A U.S. Bitcoin ETF seemed just as far away as ever Monday when news emerged that the U.S. Securities and Exchange Commission (SEC) had postponed its decision on whether to grant Cboe/VanEck/SolidX a license to operate a Bitcoin ETF. This development came just days after BitWise had their ETF application rejected, and is another episode in the years-long saga of the mythical Bitcoin ETF. However, this latest piece of negative ETF-related news was barely noticed by the crypto community, with minimal, if any, impact on the price, leading to the suggestion that ETF mania may be on the wane.
Bitcoin ETF’s Wild Summer
Last summer, Bitcoin ETF fever was rife among the crypto community, with stories abound of how the Cboe/VanEck/SolidX was the best chance Bitcoin had of gaining an ETF, the result of which would send us back to all-time highs and end the then six-month-old bear market. Yet, news of a postponement on August 8 sent the price crashing 10% and wiped $14 billion off its market cap, while a further postponement came on December 7 and saw another 11% shaved off the value, reflecting just how much store had been put in the ETF being granted.
Given these reactions you’d have been forgiven for thinking that the ETF was the be all and end all for Bitcoin enthusiasts, but an interesting pattern has emerged this year. In January, the Cboe withdrew the Bitcoin ETF filing completely, but this caused barely a flicker on the Bitcoin needle. Similarly, when it re-applied just days later, there was once again no reaction. And where two postponements saw an average of a 10.5% drop in 2018, ten months later you could be forgiven for missing the news altogether, such was the minimal impact. Quite a departure from 2018 when you couldn’t move for ETF gossip and predictions.

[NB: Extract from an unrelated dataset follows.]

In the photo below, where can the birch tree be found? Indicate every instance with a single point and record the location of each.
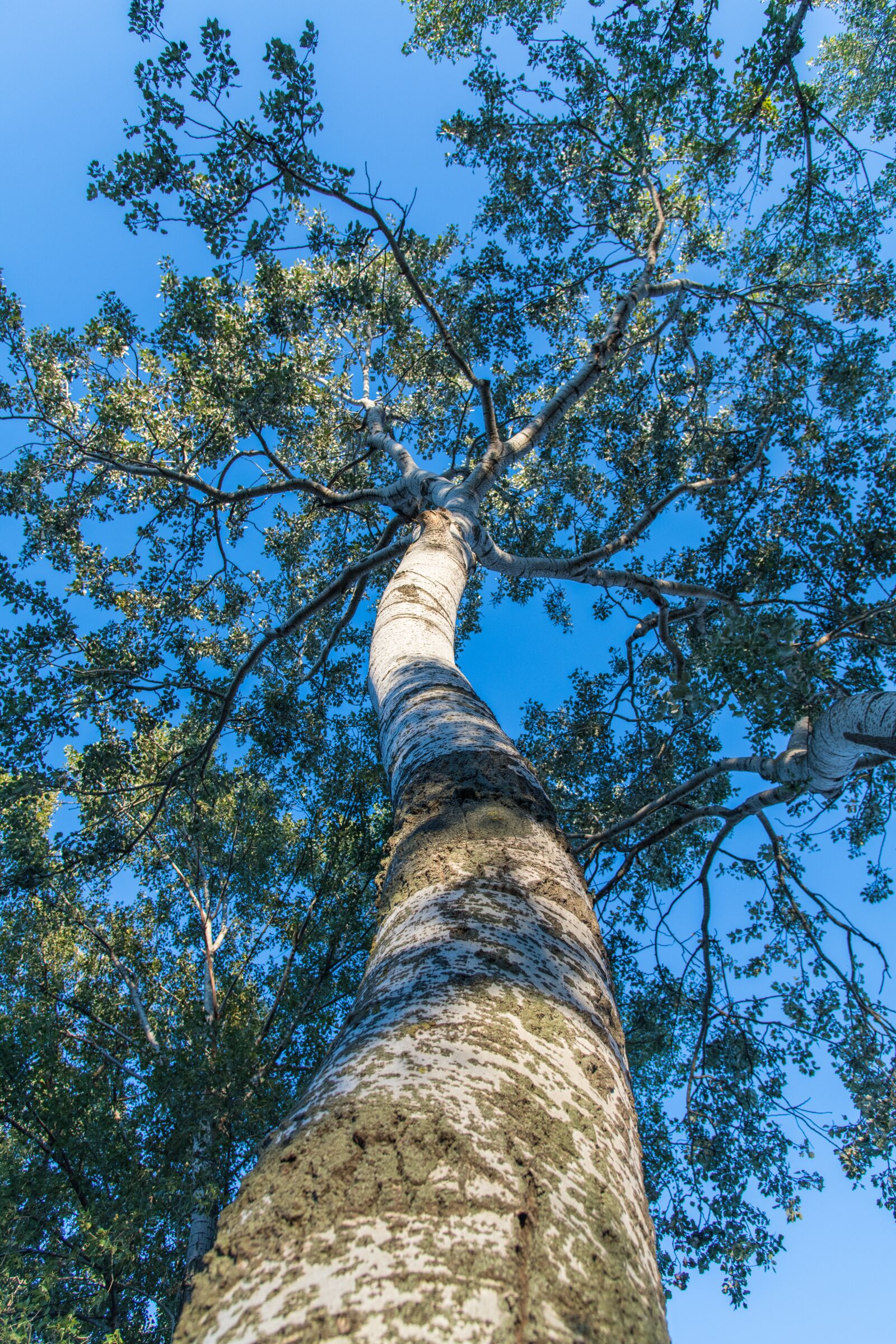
(659, 367)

Delay, Delay, Reject…Repeat
So, what has happened to the ETF’s ability to move markets? The reasons for this reduced impact may vary, with no one single explanation credible in totality. Firstly, in 2018 the market was in the grip of a downward spiral, and many looked to an ETF to spike Bitcoin’s price and allow them to dig themselves out of a hole and recoup their losses. With a market now suddenly more buoyant, investors are not so dependent on artificial crutches to help propel the market sentiment and price action.

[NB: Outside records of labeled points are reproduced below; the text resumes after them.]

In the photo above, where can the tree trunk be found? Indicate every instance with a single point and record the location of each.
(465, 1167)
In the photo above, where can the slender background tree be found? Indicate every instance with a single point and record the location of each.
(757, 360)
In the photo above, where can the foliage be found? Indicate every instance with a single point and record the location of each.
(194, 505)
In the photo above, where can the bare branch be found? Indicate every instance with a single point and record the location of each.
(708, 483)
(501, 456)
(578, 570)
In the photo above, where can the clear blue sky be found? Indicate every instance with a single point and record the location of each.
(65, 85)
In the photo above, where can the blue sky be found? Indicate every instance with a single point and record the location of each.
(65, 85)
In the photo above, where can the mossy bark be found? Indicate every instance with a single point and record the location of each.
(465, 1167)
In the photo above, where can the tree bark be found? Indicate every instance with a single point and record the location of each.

Secondly, an ETF fitted nicely with the ‘institutional money’ meme that was gaining traction in 2018, allowing many to see an ETF as the final piece of the puzzle in terms of big money getting into Bitcoin after such a rise to prominence the year before. Finally, it may be because people are either bored or have simply given up thinking an ETF will ever be approved. The pattern of delay, delay, reject has played out with every single Bitcoin ETF application to date, and there’s only so many times investors can get their hopes dashed before they start to get fed up. Following this pattern to its logical conclusion would mean that, assuming it does eventually get approved, it will happen when least expected.
The next deadline for the Cboe/VanEck/SolidX ETF application is August 19, although this can be pushed as far back as October 18, by which time it will be interesting to see what position the market is in and, therefore, how many people are left to care about it.